January 10, 2011, 10:34 am

Arts & Academe will hold a monthly student-film contest beginning this month with each month’s three finalists featured on the blog. We are very fortunate to have as judges two renowned film scholar-critics (and Chronicle Review contributors), David Sterritt and Mikita Brottman. (More about them below.)

Here are the rules:

1. The films must be 20 minutes or less and posted publicly (no password protection) on YouTube, Vimeo, or some similarly reliable, accessible, and free Web site.

2. By January 14, the college-level student filmmaker should e-mail, with FILM CONTEST in the subject line, the film’s link URL to alexander.kafka@chronicle.com, along with

• the filmmaker’s full name
• age
• where she or he is enrolled
• the name of her or his filmmaking instructor
• the title of the film
• (optional) a brief two- or three-sentence synopsis or other filmmaker’s note
• films co-directed by more than one filmmaker will be accepted

On January 21, Arts & Academe will post the three finalists selected by the judges—Sterritt and Brottman—along with brief written comments from them about why they chose those films.

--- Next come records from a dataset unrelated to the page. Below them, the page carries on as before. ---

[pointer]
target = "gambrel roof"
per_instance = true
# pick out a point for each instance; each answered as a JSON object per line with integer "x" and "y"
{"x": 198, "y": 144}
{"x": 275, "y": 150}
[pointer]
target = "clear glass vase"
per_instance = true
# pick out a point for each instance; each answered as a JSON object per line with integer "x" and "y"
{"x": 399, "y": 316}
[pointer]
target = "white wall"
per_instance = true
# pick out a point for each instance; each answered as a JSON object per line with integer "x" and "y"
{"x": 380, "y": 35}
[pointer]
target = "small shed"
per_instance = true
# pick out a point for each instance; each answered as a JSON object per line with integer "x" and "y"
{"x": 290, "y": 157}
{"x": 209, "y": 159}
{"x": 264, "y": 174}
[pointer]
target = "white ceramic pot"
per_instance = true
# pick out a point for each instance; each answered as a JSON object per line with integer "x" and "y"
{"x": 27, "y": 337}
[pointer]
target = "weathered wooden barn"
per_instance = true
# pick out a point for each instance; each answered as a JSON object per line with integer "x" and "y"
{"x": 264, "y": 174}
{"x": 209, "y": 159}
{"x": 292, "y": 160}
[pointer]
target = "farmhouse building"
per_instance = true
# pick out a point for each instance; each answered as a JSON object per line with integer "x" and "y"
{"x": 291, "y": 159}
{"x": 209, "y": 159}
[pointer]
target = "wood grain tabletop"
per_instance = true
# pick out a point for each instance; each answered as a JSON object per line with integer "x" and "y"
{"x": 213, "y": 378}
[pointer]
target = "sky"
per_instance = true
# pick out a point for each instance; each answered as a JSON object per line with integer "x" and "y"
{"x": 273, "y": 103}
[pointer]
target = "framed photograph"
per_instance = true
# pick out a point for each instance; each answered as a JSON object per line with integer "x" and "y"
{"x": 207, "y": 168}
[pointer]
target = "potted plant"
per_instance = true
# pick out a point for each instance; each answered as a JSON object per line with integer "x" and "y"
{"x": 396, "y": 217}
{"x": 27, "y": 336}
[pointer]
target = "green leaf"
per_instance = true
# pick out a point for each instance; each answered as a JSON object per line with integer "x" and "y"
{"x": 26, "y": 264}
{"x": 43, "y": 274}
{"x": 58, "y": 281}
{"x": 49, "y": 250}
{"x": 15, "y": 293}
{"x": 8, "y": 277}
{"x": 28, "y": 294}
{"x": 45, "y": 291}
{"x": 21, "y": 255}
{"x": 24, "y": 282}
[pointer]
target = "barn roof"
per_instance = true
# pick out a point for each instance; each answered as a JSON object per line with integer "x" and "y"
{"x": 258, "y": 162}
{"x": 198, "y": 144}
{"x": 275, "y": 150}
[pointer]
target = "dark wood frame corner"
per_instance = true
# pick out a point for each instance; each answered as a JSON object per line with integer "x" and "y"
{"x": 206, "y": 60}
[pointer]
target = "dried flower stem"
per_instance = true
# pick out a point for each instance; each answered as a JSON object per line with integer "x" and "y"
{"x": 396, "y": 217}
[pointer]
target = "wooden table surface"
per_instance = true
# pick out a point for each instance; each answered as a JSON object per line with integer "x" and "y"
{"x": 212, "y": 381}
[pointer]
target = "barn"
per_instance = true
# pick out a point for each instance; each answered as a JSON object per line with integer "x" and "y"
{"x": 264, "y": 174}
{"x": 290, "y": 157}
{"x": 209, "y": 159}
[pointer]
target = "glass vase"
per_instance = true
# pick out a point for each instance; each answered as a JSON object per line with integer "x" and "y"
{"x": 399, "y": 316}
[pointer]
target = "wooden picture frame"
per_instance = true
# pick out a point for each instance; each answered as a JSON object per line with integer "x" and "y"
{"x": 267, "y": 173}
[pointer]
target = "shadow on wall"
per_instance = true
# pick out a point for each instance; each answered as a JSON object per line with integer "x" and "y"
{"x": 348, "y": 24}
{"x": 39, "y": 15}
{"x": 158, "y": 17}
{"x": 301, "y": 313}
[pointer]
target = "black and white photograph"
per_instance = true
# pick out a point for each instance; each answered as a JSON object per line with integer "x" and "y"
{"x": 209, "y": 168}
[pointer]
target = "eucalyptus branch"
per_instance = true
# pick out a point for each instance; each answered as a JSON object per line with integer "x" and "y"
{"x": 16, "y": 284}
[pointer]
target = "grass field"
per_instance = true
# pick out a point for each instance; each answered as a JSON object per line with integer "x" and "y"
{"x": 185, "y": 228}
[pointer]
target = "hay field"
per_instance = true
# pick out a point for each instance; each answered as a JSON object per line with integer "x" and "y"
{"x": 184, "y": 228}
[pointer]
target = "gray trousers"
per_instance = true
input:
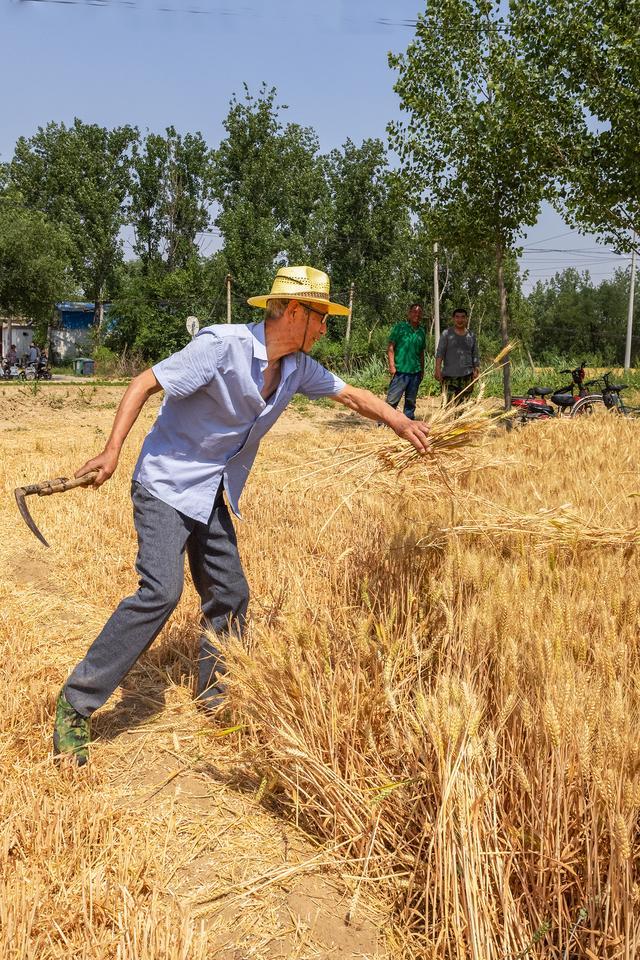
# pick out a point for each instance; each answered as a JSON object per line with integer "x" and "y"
{"x": 164, "y": 536}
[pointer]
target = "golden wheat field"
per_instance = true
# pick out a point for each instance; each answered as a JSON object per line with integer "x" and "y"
{"x": 436, "y": 707}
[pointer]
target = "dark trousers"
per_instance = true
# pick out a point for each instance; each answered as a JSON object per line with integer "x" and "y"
{"x": 164, "y": 536}
{"x": 457, "y": 389}
{"x": 409, "y": 384}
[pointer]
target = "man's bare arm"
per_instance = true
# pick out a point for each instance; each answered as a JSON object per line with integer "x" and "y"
{"x": 134, "y": 399}
{"x": 368, "y": 405}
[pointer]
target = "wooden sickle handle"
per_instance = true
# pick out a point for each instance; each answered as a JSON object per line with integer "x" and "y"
{"x": 62, "y": 484}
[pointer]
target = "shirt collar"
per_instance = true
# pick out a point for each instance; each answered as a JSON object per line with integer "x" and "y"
{"x": 259, "y": 344}
{"x": 289, "y": 361}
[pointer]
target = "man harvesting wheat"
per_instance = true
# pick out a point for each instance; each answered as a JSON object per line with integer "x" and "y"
{"x": 223, "y": 392}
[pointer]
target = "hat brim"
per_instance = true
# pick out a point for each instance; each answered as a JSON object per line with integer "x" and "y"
{"x": 333, "y": 309}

And on January 26, Arts & Academe will post the winning film, again with brief written comments from Sterritt and Brottman on how they selected the winner. (In future months, the exact submission and posting dates will vary slightly, but we’ll try to follow the same basic schedule.)

About the judges:

David Sterritt is chair of the National Society of Film Critics, an adjunct professor at Columbia University and the Maryland Institute College of Art, professor emeritus of theater and film at Long Island University, chief book critic of Film Quarterly, and a former longtime film critic for The Christian Science Monitor who has also written for many other publications. For his full C.V., visit his Web site.

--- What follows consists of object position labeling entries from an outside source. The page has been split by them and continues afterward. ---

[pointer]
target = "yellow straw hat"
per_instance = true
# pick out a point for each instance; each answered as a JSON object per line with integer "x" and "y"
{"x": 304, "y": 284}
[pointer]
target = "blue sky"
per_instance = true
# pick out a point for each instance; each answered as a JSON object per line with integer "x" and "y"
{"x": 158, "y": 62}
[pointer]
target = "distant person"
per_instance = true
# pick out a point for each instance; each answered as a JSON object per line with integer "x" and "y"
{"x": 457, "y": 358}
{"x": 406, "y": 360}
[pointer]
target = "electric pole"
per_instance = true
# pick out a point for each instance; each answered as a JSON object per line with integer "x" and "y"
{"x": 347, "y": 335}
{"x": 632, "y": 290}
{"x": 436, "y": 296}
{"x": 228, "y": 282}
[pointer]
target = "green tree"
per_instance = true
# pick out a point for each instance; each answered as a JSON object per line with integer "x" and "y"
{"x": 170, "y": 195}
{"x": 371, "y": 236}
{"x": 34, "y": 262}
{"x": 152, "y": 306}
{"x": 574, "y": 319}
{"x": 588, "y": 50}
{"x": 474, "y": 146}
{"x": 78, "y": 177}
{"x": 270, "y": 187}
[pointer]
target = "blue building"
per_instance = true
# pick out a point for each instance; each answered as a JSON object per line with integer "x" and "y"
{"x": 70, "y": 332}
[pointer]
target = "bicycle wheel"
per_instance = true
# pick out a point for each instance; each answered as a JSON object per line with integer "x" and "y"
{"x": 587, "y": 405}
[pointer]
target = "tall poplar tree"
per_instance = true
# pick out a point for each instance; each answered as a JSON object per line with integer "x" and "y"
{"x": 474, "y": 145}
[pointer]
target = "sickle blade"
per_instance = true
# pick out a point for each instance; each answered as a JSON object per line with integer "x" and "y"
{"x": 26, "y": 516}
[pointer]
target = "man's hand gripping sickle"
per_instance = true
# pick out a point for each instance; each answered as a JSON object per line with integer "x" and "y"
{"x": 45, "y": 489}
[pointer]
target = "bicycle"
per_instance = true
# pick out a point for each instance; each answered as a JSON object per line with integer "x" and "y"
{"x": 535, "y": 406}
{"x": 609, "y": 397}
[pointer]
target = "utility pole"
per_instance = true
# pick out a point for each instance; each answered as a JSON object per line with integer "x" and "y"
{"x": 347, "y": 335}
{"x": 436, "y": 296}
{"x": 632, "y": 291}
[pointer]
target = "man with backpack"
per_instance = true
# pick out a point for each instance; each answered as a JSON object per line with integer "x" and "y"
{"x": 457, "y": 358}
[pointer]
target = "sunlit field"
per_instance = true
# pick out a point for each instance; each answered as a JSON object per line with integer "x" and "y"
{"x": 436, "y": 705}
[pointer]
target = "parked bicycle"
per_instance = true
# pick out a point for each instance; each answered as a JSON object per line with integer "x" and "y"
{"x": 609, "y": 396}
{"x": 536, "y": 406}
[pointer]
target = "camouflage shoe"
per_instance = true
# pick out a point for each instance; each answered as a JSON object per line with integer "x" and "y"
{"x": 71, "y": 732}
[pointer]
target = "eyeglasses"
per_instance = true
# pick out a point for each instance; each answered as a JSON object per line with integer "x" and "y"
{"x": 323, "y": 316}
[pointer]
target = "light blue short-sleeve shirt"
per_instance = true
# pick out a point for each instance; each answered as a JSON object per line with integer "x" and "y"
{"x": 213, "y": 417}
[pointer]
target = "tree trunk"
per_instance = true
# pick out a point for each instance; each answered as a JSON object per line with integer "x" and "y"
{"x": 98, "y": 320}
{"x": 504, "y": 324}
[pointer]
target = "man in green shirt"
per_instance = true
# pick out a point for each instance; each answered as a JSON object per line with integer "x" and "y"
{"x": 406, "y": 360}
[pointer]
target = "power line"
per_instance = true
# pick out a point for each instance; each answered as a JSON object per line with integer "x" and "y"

Mikita Brottman is a professor in the department of humanistic studies at the Maryland Institute College of Art and former chair of the Pacifica Graduate Institute’s M.A. program in Engaged Humanities with an Emphasis in Depth Psychology. She is also a psychoanalyst. Her books include The Solitary Vice: Against Reading (Counterpoint, 2008); High Theory/Low Culture (Palgrave Macmillan, 2005); Offensive Films (reissue, Vanderbilt University Press, 2005); Funny Peculiar: Gershon Legman and the Psychopathology of Humor (Analytic Press, 2004); and Car Crash Culture (editor, Palgrave Macmillan, 2002). For her full C.V., visit her site.